Re: “Tree-owners deserve tax credit,” Letters, June 8.
As much as I found the letter somewhat interesting and somewhat entertaining, I was left trying to understand exactly what the point was.
The bylaws that are referred to have been around for some time, so why complain now.
When someone buys a house, they can see the existing trees and know the consequences. If they already own a house and plant new trees, the same would apply.
The foundation of the letter writer’s argument is built on the idea that we live in a free society, but we don’t — nor would I want to.
I like having speed limits, stop lights and laws in general, and I am not interested in living in a neighbourhood or society where one homeowner can choose to open a mechanics shop on their residential property and operate day and night if they wish, nor someone building a 10,000 square-foot home on an 8,000 square-foot lot, just because they own it.
No one to my knowledge has suggested doing anything outside of the laws already in place; in fact, quite the opposite.

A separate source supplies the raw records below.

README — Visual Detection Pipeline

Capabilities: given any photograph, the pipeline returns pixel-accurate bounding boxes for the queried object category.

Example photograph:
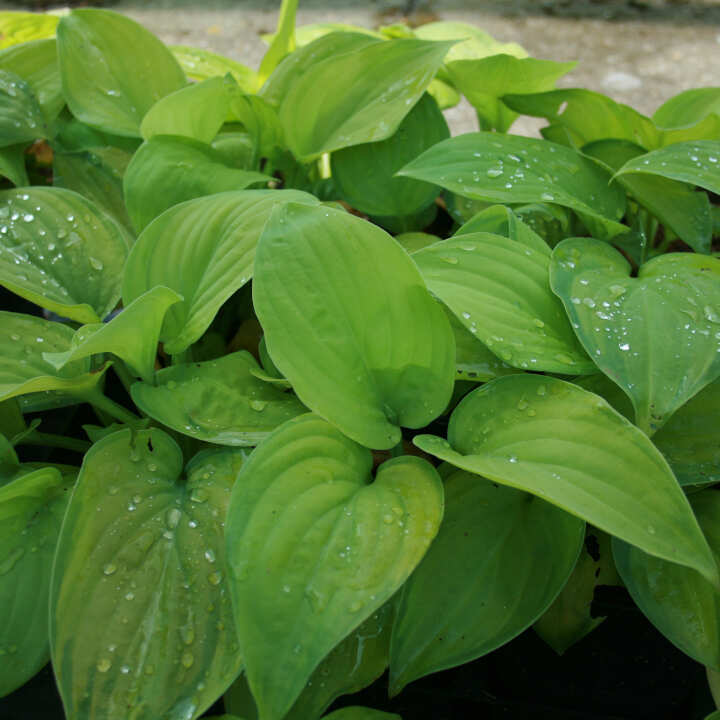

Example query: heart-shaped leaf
[332,93,450,215]
[413,374,718,583]
[413,233,596,374]
[280,39,452,162]
[140,77,234,143]
[0,187,130,323]
[253,203,455,449]
[226,415,443,720]
[550,238,720,434]
[132,351,307,446]
[390,470,585,695]
[613,490,720,670]
[57,8,186,137]
[123,136,270,232]
[123,190,319,354]
[43,285,182,382]
[50,429,242,720]
[399,132,627,236]
[0,467,74,697]
[616,140,720,194]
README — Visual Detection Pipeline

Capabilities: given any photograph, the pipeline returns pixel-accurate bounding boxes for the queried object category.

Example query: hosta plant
[0,2,720,720]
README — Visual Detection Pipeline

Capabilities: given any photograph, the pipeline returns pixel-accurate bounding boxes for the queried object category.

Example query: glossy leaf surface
[253,203,455,449]
[390,470,585,694]
[0,467,72,697]
[413,233,595,374]
[226,415,443,720]
[50,429,242,720]
[123,190,318,353]
[43,285,182,382]
[0,187,128,323]
[413,374,718,582]
[57,8,186,137]
[280,39,450,161]
[123,136,270,232]
[613,490,720,670]
[132,351,307,446]
[400,133,627,235]
[550,238,720,434]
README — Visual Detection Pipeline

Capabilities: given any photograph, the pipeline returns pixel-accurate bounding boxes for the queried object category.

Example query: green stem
[18,430,91,453]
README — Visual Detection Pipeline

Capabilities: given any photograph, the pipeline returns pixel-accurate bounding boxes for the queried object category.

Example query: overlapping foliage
[0,2,720,720]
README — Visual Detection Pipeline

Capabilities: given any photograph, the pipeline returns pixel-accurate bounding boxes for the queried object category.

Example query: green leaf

What is being asked is that we follow the laws already in place and that we put on the brakes and ask whether developers should be able to lobby (or dictate, depending on how you look at it) what bylaws they need to follow because it appears, from walking around any neighbourhood in Richmond, that developers just have to ask and they shall receive.
Having developed property myself in the past, I can tell you it makes building so much easier and profitable when you don’t have to deal with those pesky trees.
One final note for Mr. Friesen, and anyone else, the tree that sparked all this debate is on city property, not private, just like so many felled city trees cut to make room for new driveways.